JOURNAL OF ENVIRONMENTAL CHEMICAL ENGINEERING, vol.10, no.4, 2022 (SCI-Expanded) identifier identifier

  • Publication Type: Article / Article
  • Volume: 10 Issue: 4
  • Publication Date: 2022
  • Doi Number: 10.1016/j.jece.2022.108062
  • Journal Name: JOURNAL OF ENVIRONMENTAL CHEMICAL ENGINEERING
  • Journal Indexes: Science Citation Index Expanded (SCI-EXPANDED), Scopus, CAB Abstracts, Chemical Abstracts Core, Compendex, INSPEC, Veterinary Science Database
  • Keywords: Chitosan, Polymeric particle, Sorption, Basic blue 41, Kinetic and thermodynamic evaluation, BASIC BLUE 41, CROSS-LINKED CHITOSAN, REACTIVE BLACK 5, METHYLENE-BLUE, FLY-ASH, ADSORPTION, REMOVAL, EQUILIBRIUM, MICROSPHERES, EFFICIENCY
  • Middle East Technical University Affiliated: No

Abstract

In this study, starting from chitosan is a hydrophilic polymer with positively charged, it was aimed to produce chitosan-based particles and to be evaluated as a sorbent.

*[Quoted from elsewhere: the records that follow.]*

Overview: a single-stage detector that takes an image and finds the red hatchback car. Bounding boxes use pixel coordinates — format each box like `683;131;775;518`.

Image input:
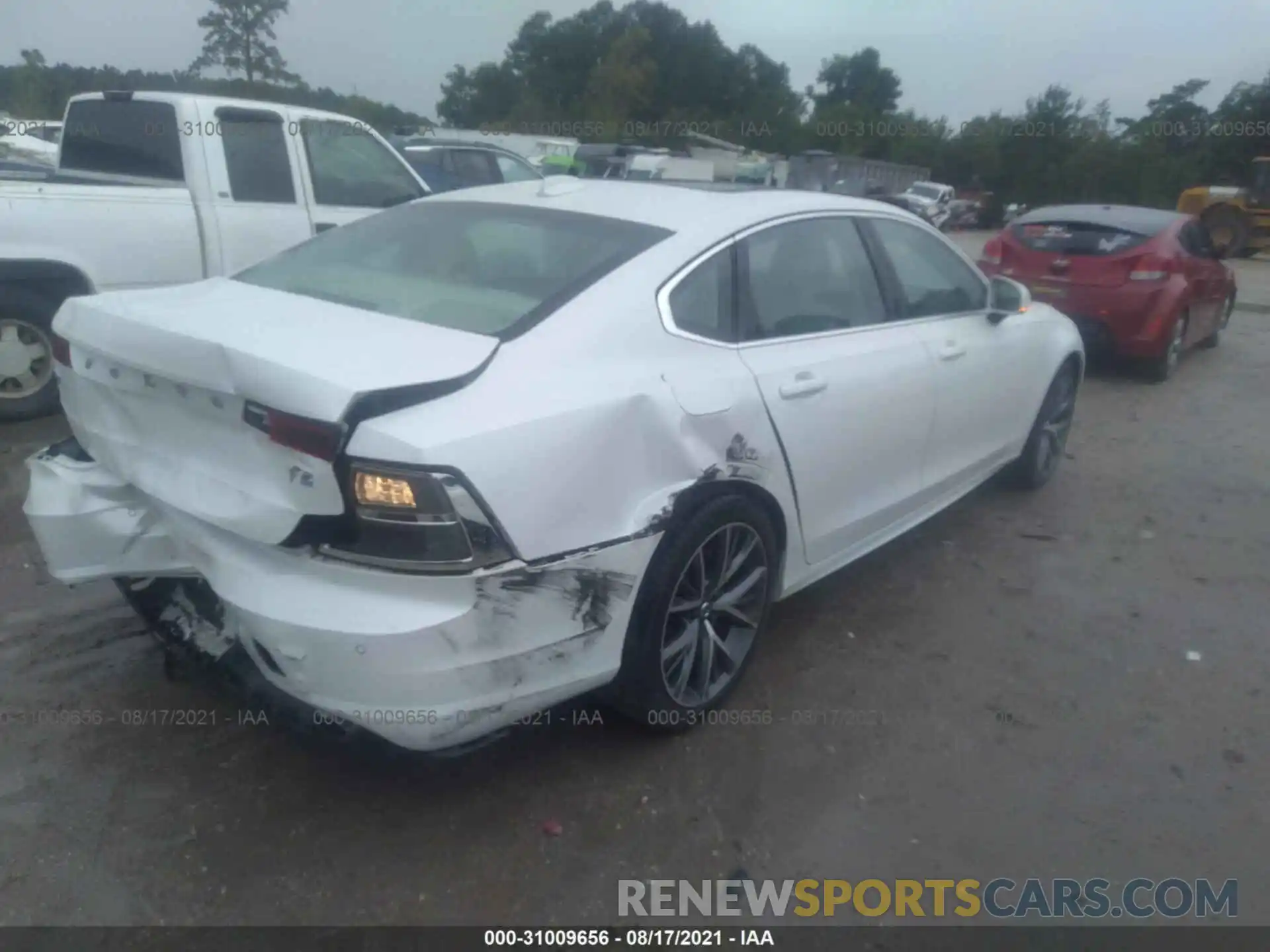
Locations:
979;204;1234;381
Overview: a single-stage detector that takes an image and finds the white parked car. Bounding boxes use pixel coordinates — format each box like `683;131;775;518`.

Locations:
25;179;1083;749
0;91;428;422
0;117;62;165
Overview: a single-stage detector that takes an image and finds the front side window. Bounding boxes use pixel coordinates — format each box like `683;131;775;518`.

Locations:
494;155;542;182
450;149;503;188
300;119;423;208
739;217;886;340
868;218;988;317
667;247;736;341
216;109;296;204
233;199;672;340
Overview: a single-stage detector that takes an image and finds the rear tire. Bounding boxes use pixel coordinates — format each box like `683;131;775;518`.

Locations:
605;495;780;731
0;284;60;422
1203;206;1256;258
1005;362;1080;490
114;575;181;633
1143;311;1190;383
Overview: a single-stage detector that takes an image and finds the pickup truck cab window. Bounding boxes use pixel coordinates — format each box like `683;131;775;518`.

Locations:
300;119;424;208
58;99;185;182
216;109;296;204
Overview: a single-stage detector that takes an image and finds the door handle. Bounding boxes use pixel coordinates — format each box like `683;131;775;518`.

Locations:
780;371;829;400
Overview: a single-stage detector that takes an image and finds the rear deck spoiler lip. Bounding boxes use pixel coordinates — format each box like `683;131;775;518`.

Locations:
343;341;501;431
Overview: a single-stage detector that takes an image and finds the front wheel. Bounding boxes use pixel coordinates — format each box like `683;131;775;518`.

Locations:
1143;313;1190;383
0;286;58;422
1006;363;1080;489
609;495;779;730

Chitosan-based polymeric particles production was carried out by the precipitation-collection method from chitosan. Chitosan and chitosan-based sorbent were characterized. For this purpose, SEM and FTIR analyzes were used. Sorption activities of the chitosan-based polymeric particles were investigated for basic dye (basic blue 41, BB41). The effect of various sorption parameters (temperature, initial pH value, chitosan amount, initial dye concentration, contact time, etc.) on the sorption efficiency of BB41 dye molecules was investigated. The optimum sorption conditions were determined. The optimum temperature of solution, initial pH value, chitosan amount, contact time and initial BB41 dye concentration were determined as 25 degrees C, 10.5 +/- 0.02, 1 g/L, 240 min and 50 ppm, respectively. Sorption capacities at 25, 35, 45, and 55 celcius were determined as 1.710, 1.410, 1.360, and 1.200 mg/g, respectively. In addition, the sorption yields were determined as 85.00%, 73.21%, 67.86%, and 60.00%, respectively. Experimental results were evaluated by applying Langmuir, Freundlich, Temkin, and Dubinin-Radushkevich's (DR) isotherm models. It was determined that the obtained data fit well with the Langmuir isotherm model. The maximum sorption capacity (qmax) was calculated to be 1.920 mg/g. To calculate kinetic parameters, pseudofirst-order, pseudo-second-order, Elovich, and intraparticle diffusion kinetic model equations were used in the study. It was determined that the pseudo-second-order model was better suited to explain the experimental data. Using the pseudo-second-order kinetic model equation, the maximum sorption capacities (qc,h) for 25, 35, 45, and 55 degrees C were calculated to be 1.720, 1.490, 1.380, and 1.240 mg/g, respectively. It was determined that the desorption activities of chitosan particles were over 99.5%. The chitosan particles retained their physical stability under the specified desorption conditions. It was decided that it was a suitable sorbent for reuse.